Summer 2022

Marion Casson

Nell Casson reflects on her mother Marion’s career as an artist

By Lin Parkin

In Memoriam, Prince Edward County

Marion Casson

Born on a farm in Peterborough, Marion Casson was influenced by her parent’s creative approach to farm life. “Her mother, Lily, made the most beautiful embellished pies, and her father, Alf, was a solid, hard-working farmer,” says Marion’s daughter Nell Casson. “Alf was an inspired thinker and bought retired circus horses to drive the plows in his fields.”

After attending teacher’s college, Marion moved to Kitchener, Waterloo, where she joined a potters guild. In 1971, she and her husband moved to Prince Edward County. “They bought an old farmhouse with twenty-five apple trees and a large garden plot on the shore of the Bay of Quinte,” Nell explains. “Originally, they had dreams of setting up a pottery studio in the old General Store, but a smart real estate agent steered them across the road to a waterfront home.” 
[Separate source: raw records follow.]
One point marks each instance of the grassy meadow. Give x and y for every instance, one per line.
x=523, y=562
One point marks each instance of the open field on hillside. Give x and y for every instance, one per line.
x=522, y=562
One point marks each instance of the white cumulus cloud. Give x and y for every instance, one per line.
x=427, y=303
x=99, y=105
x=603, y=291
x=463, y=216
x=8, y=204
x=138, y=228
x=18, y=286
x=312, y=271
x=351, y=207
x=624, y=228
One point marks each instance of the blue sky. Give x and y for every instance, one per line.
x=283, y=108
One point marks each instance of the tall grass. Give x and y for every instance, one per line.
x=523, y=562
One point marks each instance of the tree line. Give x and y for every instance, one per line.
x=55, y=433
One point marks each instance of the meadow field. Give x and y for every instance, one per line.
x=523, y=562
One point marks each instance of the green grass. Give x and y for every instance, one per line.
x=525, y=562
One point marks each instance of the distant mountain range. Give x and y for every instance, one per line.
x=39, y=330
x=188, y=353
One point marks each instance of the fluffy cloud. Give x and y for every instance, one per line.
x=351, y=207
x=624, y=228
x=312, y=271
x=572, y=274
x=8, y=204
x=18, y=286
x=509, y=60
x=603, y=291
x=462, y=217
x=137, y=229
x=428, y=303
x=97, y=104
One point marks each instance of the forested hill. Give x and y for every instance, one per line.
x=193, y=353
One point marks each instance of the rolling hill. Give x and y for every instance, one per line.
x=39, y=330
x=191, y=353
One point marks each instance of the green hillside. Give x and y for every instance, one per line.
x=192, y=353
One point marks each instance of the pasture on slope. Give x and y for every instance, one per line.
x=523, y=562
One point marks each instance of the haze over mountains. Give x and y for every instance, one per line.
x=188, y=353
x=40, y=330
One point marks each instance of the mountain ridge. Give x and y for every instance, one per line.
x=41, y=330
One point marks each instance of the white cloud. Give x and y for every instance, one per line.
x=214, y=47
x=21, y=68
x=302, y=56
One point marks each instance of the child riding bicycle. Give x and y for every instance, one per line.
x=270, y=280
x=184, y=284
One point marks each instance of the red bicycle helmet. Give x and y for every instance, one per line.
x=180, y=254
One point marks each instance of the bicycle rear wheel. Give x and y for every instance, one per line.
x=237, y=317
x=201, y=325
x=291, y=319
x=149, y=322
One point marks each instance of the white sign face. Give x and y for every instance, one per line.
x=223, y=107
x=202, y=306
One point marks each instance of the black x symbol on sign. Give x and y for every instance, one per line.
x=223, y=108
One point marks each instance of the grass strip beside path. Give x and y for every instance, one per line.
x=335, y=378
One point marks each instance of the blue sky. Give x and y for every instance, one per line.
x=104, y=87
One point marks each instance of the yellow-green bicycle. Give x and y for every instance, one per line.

“She set up her pottery studio in Rednersville and threw pots until her wrists went numb,” Nell says. So on the cautionary advice of her doctor, Marion decided to try a ‘softer art.’ She bought a loom and joined the Belleville Weavers and Spinner Guild: “She learned from some of the best: Joan Reeve, Katherine Roulet, Mary Hagerty and Esther Grav, to name a few. Her weaving took over the house filling every room with skeins of wool and silk and cotton and colour,” recalls Nell.

A lifelong student of the arts, Marion often enrolled in new painting and colour classes and experimented with different techniques: “She got back into oil painting and worked en Plein air, travelling to Lake Simcoe and Algonquin Park with accomplished painters such as Claudette Boulanger, Barb Whalen and other friends from the Quinte area.”

Marion was an avid traveller, and her adventures took her to San Miguel, Mexico, Portugal and coast-to-coast in Canada. She showed her work and took classes in weaving and felting in locations across America, Finland, Iceland and more.

“I feel so lucky to have grown up in a creative, feminist household filled with art. It seemed time flew by some days, and hours would pass in a swirl of colour and fibre. My choice to pursue a degree in Fine Arts was encouraged and supported, and my mom was a collaborator and critic of my work,” Nell says.

Marion and Nell often exhibited work together, most recently submitting a 16ft long felted piece to the ICE BOX Festival in 2020. Their artwork has been praised by audiences large and small: “She was more than just a mother; she was a contributing artistic partner. I wouldn’t be the person I am today without her influence (and genetic code).”

Marion was a member of the Ontario Craft Council, Quinte Arts Council, Prince Edward County Arts Council, Rednersville Road Studio Tour, PEC Studio Tour, Belleville Arts Association, Gallery 121 and several independent fibre and arts groups. Nell says, “These groups created a network of workshops, sales, critical and social support and a healthy environment to grow an art practice and career.”